Il convient de se reporter au barème annexé à l’article R 434-2 du code de la sécurité sociale qui a un caractère indicatif, tant pour la caisse que pour le juge (Soc., 16 novembre 1988, pourvoi n° 86-16.226, Bulletin 1988 V N° 604).
Sont pris en compte à la fois des éléments objectifs résultant de la nature de l’infirmité, soit les éléments médicaux, et des éléments relatifs aux incidences que peut avoir la maladie sur le plan professionnel, que le barème qualifie d’éléments médico-sociaux.
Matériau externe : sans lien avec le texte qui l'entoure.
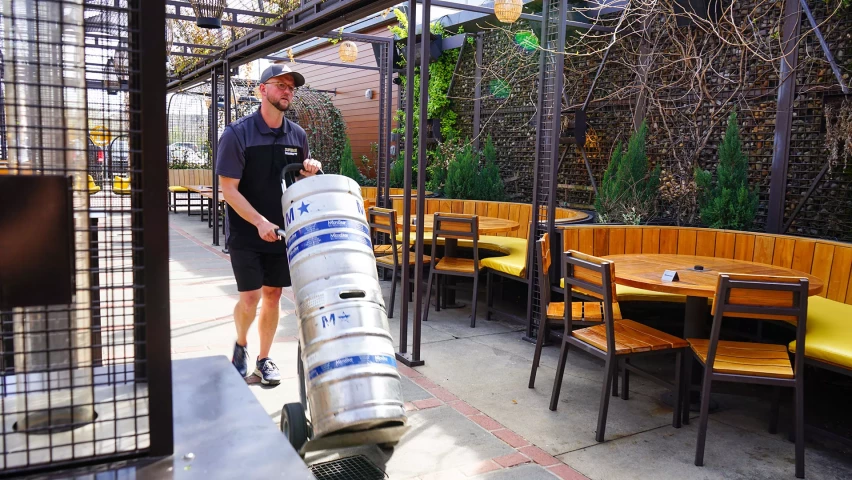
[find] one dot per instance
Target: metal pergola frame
(316, 18)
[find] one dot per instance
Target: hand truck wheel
(294, 424)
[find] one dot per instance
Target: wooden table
(487, 225)
(645, 271)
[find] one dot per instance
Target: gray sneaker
(268, 372)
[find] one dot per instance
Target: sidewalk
(471, 413)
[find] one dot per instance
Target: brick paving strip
(525, 452)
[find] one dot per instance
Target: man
(252, 153)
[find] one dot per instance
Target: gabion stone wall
(750, 87)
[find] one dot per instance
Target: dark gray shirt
(255, 154)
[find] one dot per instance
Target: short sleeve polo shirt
(255, 154)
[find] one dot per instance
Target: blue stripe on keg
(327, 225)
(325, 238)
(350, 361)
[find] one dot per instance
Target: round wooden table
(645, 271)
(487, 225)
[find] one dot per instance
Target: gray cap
(281, 69)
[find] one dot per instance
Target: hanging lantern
(348, 51)
(208, 13)
(508, 11)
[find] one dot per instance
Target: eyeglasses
(282, 86)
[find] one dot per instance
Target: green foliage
(728, 202)
(629, 187)
(490, 185)
(468, 179)
(462, 173)
(347, 164)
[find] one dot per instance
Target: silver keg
(347, 351)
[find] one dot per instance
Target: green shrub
(462, 173)
(629, 188)
(347, 164)
(727, 202)
(468, 180)
(490, 185)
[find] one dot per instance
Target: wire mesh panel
(548, 123)
(71, 390)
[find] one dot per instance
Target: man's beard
(278, 106)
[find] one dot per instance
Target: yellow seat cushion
(121, 185)
(828, 336)
(514, 263)
(633, 294)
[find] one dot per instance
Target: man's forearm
(242, 206)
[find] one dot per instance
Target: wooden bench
(180, 178)
(829, 328)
Le taux d’incapacité permanente partielle est un taux global, né de l’ensemble des éléments constitutifs de l’incapacité (Soc., 15 juin 1983, n° 83-12.268, Bull. soc., n° 315 ; 2e Civ., 13 février 2014, n° 13-12.373).
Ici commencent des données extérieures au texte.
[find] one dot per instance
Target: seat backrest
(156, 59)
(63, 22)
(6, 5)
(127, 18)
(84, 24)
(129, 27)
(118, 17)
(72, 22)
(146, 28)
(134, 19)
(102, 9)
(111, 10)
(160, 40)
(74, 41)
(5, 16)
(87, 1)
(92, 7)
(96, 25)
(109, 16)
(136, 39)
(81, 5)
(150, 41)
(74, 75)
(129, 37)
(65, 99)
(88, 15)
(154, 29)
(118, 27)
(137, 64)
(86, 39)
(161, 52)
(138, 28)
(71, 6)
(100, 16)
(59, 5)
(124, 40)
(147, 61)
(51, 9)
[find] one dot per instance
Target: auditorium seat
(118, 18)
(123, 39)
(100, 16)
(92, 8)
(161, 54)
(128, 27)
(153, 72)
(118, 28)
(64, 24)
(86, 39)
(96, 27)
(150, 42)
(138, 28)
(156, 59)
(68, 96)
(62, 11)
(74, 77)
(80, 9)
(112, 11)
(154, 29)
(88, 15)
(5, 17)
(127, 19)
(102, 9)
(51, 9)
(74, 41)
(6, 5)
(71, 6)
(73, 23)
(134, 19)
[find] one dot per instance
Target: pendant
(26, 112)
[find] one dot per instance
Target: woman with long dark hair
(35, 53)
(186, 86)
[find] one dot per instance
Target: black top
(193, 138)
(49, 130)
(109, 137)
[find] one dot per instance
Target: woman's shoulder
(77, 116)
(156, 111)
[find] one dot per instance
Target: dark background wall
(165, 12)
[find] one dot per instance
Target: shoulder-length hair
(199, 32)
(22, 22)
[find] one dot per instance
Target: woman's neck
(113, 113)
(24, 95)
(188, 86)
En l’espèce, la société [5] a reçu la notification de la décision relative au taux d’incapacité permanente de M. [S] le 3 mars 2022 : il s’agit d’un taux d’incapacité de 10 % à partir du 11 février 2022 pour séquelles d’une hernie discale L4 L5 responsable d’une sciatalgie gauche = persistance, après traitement médical, des douleurs nécessitant un traitement et persistance d’une gêne fonctionnelle modérée.
La société [5] fonde sa contestation sur la note médicale de son médecin du 11 décembre 2022 selon laquelle :
— Il s’agit de séquelles essentiellement algiques d’une hernie discale L4-L5 laissant persister des lombalgies avec sciatalgies intermittentes,
— Le médecin conseil fixe le taux médical à 5 %,
— De façon étonnante il rajoute un coefficient socio-professionnel de 5 %. Ce taux ne dépend pas de données médicales mais reste à l’appréciation de la caisse, et surtout ne peut s’appliquer dans le cas d’un salarié intérimaire.
— Dans ces conditions, un taux médical de 5 % paraît un maximum dans ce dossier.
La cour souligne d’abord, comme l’a exactement retenu le tribunal, que le taux d’IPP de 10 % retenu par la caisse ne contient aucune précision complémentaire. La répartition entre le taux médical et le coefficient socio-professionnel résulte des seules affirmations du médecin conseil de la société [5].
De plus, il résulte du barème indicatif d’invalidité applicable en l’espèce que la maladie professionnelle dont souffre le salarié (chapitre 3.2), les séquelles qu’il présente, justifient un taux compris entre 5 et 10 %. Ainsi, le taux attribué à M. [S] est en cohérence avec cette recommandation.
En outre, la société [5] soutient que le coefficient socio-professionnel ne s’applique pas à un travailleur intérimaire, sans toutefois justifier cette affirmation par un texte ou une jurisprudence constante.
Suivant l’hypothèse de la société, la cour relève au contraire que le salarié effectuait des missions de man’uvre dans le domaine des travaux publics de sorte que des lombalgies avec sciatalgies intermittentes, mentionnées à titre de séquelles de la maladie professionnelles, ont bien pour effet de réduire ses possibilités d’emploi dans ce secteur professionnel.
Ainsi, la contestation de la société [5] à ce titre est écartée.
Il n’y a pas lieu d’accueillir la demande subsidiaire de la société tendant à la désignation d’un expert médical dès lors que la contestation de la société n’est pas de nature médicale.
Le jugement est en conséquence confirmé.
Sur les dépens
Le sens de la présente décision justifie de condamner la société [5] à payer les dépens de l’instance.
PAR CES MOTIFS
La cour, après en avoir délibéré, statuant publiquement et par un arrêt contradictoire :
CONFIRME le jugement prononcé par le tribunal judiciaire de Pontoise le 21 novembre 2023,
Y ajoutant,
CONDAMNE la société [5] à payer les dépens de l’instance.
Prononcé par mise à disposition de l’arrêt au greffe de la cour, les parties en ayant été préalablement avisées dans les conditions prévues au deuxième alinéa de l’article 450 du code de procédure civile.
Signé par Madame Marie-Bénédicte JACQUET, conseillère, faisant fonction de présidente, et par Madame Juliette DUPONT, greffière, à laquelle la magistrate signataire a rendu la minute.